Accuracy and Rule Adherence: Did the model follow formatting constraints?
Numeric Consistency: Did the numbers generated match the source context perfectly?
Citation: Did the chat model accurately quote its sources?
Latency/Speed: How fast did the model generate tokens locally?

Again, here I would like to say that this test is built entirely by Codex with just a few prompts.

The Results & Selection:

Budget Recommendation: `gemma4:e4b` was chosen. It scored a perfect 1.00 for accuracy and reliably synthesised complex spending rules into a cohesive summary.

Spend Analyser: `deepseek-r1:7b` was crowned the winner here. It hits perfect numbers on numeric accuracy and was significantly faster (latency of ~70s vs 86s for creating the deep analysis), making it perfect for narrative data breakdown.

Interactive Chat: `gemma4:e4b` won the chat capability, scoring heavily in Citation (70%) and Numeric Consistency (100%). Its ability to parse the injected Context and Math Hints outpaced the competition, making it a highly reliable and safe assistant.

5. The User Interface: Dashboard & Chat

Finally, all this data is surfaced through two interfaces:

Streamlit Dashboard: Provides visual trends, net worth tracking, and daily cumulative spending comparisons to visualize my "run-rate".
Gradio Chat Assistant: A context-aware interface where you can have a natural language conversation with your data, with every answer having a reference Sources: line for verification.

A couple of screenshots on how the dashboard looks (I have removed all sensitive info!)

It also has Recommendations and Spend Analyser, but I won't post them here as I literally have to censor the whole thing; trust me, they are good!

And here is how the Chat interface looks!

Wrap Up and Learnings

It has been a good learning experience while building this.

Benefits of locally run AI

In an era of cloud-hosted AI, building this pipeline entirely locally was a deliberate, non-negotiable choice. Personal financial data is highly sensitive. By leveraging Ollama to host lightweight, incredibly powerful models directly on the machine, you get enterprise-level AI capabilities with absolute zero data privacy risk. Your transactions, net worth, and financial anomalies never leave your hard drive.

Trust but Verify

Because it is your financial data, you clearly know if something went wrong. This is where Antigravity or Codex Planning mode is super useful. I will spot some numbers not matching what I know, so I will ask questions about how it is being calculated and verify the logic. And AI can look into these and fix the logic for you if needed.

Iterate, Iterate and Iterate

I spent quite a lot of time on the Budgeting Assistant as the first iteration contains recommendations to budget for Categories that are no longer in use (like, for example, my Student Loans!). So I need to carefully iterate through each category and mention that some categories will always have a fixed amount every month (like a Netflix subscription), and some can be one-offs (like a vacation). This is also why I won't be able to share my entire code on GitHub for this project, as there are a lot of rules that I have added to make the budget assistant my own!

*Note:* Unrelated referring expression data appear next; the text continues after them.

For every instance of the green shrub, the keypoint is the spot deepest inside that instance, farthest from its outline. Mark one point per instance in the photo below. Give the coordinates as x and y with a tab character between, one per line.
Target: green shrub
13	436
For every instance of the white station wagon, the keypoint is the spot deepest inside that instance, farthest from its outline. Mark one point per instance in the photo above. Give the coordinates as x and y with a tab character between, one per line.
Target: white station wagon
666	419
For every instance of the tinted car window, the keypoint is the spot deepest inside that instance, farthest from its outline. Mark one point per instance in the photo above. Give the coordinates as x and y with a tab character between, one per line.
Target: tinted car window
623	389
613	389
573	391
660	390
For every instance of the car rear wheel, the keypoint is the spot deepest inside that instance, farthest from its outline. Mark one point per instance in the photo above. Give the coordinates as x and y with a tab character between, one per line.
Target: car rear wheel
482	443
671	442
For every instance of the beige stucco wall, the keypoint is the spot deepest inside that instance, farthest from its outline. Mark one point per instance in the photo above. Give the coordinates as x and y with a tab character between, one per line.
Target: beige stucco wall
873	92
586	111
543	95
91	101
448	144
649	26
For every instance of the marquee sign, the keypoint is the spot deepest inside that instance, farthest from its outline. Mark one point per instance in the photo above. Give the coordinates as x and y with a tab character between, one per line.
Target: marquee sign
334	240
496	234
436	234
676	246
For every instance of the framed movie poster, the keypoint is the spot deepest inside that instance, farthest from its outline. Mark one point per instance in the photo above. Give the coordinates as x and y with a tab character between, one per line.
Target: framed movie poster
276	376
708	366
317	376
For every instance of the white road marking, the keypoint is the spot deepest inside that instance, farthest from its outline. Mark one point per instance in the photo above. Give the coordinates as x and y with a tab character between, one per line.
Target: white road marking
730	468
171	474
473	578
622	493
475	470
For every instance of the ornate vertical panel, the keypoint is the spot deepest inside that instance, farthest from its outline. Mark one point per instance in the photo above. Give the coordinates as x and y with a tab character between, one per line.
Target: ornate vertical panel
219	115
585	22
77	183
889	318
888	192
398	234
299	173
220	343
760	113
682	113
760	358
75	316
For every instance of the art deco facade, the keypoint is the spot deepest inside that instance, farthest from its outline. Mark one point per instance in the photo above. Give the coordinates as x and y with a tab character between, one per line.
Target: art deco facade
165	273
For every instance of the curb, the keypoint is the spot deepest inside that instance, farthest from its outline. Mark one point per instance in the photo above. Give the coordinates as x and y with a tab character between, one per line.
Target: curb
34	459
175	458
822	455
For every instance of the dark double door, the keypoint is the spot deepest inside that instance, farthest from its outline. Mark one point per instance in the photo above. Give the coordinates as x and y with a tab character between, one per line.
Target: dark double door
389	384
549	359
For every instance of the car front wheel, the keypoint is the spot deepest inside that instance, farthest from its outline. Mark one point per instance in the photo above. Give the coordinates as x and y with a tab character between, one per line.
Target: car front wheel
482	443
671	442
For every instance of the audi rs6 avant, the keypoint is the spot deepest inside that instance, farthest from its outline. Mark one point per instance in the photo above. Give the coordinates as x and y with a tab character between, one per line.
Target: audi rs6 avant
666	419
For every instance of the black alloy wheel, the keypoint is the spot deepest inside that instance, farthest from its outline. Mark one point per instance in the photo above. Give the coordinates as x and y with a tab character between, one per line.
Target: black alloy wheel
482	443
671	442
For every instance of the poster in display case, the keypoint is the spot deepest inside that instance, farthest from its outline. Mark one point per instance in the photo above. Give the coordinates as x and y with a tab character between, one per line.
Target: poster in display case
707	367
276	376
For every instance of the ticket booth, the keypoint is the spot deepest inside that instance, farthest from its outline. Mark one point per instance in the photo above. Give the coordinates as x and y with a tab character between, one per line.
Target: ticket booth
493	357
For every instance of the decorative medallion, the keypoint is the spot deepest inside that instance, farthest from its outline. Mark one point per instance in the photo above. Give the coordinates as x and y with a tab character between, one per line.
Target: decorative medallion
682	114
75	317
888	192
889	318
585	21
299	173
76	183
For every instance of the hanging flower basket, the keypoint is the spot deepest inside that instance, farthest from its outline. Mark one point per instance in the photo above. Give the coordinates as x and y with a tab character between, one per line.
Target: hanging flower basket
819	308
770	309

By combining this strict Python-scripted math with the nuanced, narrative power of localised LLMs, this Budget Agent successfully bridges the gap between cold spreadsheets and having a personal financial advisor right on your desktop. It doesn’t just show you what you spent—it confidently tells you why you spent it, what to watch out for, and does it all effortlessly under your complete control.

Hope this is useful, let me know your thoughts!